I think the paragraph “Fixes for bugs and reported issues with the item” should contain (at least for WordPress plugins) the mention that “Authors are required to fix bugs and reported issues” only if the plugin did not suffer major customizations from the buyer’s side. I had a couple of buyers who made some major customizations and improvements after they have bought one of my plugins and then they required bug fixes on their code, telling me that basically I have to provide support, since it’s my plugin.
This is an important factor to consider when speaking of “bug fixes”. I think the goal of the document there is to keep it short and sweet (so people actually read it), but maybe we could link to a Wiki that expands on the definition of a “bug” and how it can be properly verified for both WordPress and non-WordPress items.
5. Avoid providing unnecessary refunds when buyer says I bought an HTML template thinking it was a WordPress theme. An author clearly states in his item title and details what the product is so it is buyer’s fault as he didn’t read the description. Wow, what a coincidence here
The problem is most of these cases are usually honest mistakes. We live in a “click first, read later” world now.
Here are the main points that make this way better than before:
Authors with items on ThemeForest and CodeCanyon will be able to choose whether or not they support each item (on an item-by-item basis).
There will be no prescribed turnaround times but we want to give authors the ability to set expectations clearly with buyers. We’re still working on exactly how to do this but it will likely be in the form of a setting that authors show to buyers.

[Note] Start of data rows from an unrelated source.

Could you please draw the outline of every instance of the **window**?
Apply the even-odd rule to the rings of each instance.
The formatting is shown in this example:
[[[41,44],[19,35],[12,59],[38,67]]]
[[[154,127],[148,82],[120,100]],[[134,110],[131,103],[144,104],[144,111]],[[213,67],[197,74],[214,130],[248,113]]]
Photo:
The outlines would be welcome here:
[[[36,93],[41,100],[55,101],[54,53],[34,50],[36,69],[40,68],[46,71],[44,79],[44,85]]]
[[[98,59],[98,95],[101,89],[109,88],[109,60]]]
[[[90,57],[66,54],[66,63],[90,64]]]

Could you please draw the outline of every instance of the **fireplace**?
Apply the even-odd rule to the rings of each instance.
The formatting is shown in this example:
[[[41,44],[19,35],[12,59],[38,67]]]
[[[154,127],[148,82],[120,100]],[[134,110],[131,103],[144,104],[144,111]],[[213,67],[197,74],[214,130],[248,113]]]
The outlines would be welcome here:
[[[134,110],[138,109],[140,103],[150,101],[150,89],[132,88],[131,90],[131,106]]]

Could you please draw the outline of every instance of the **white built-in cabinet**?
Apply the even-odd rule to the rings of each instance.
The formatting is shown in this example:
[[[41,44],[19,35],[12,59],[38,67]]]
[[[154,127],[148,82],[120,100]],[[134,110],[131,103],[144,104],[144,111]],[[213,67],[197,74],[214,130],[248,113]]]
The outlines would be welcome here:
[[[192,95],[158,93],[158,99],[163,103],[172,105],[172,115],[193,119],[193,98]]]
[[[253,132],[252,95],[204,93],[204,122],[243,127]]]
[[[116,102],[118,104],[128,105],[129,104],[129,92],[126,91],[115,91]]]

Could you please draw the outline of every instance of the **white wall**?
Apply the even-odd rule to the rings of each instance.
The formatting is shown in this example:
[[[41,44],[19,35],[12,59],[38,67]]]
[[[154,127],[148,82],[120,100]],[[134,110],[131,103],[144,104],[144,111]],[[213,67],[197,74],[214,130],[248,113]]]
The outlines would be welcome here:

Yes authors who don’t “opt-in” will be at a disadvantage to competitors who do, but this isn’t really different than the current system, where all items have a “Support” tab which states whether the author provides support or not, and then if an author currently says they provide support, they’re expected to provide it (or otherwise would be participating in “false advertising” which isn’t currently allowed).
Yes Envato is going to set the cost for support, and also take a 30% cut. But authors now have the choice to not participate, whereas before, it was going to be mandatory across the board.
Things that still need to be ironed out:
1) Giving authors the ability to issue refunds automatically, for both the item purchase and any additional support packages purchased (solves the “help, I’ve been taken hostage by an unreasonable customer” situation).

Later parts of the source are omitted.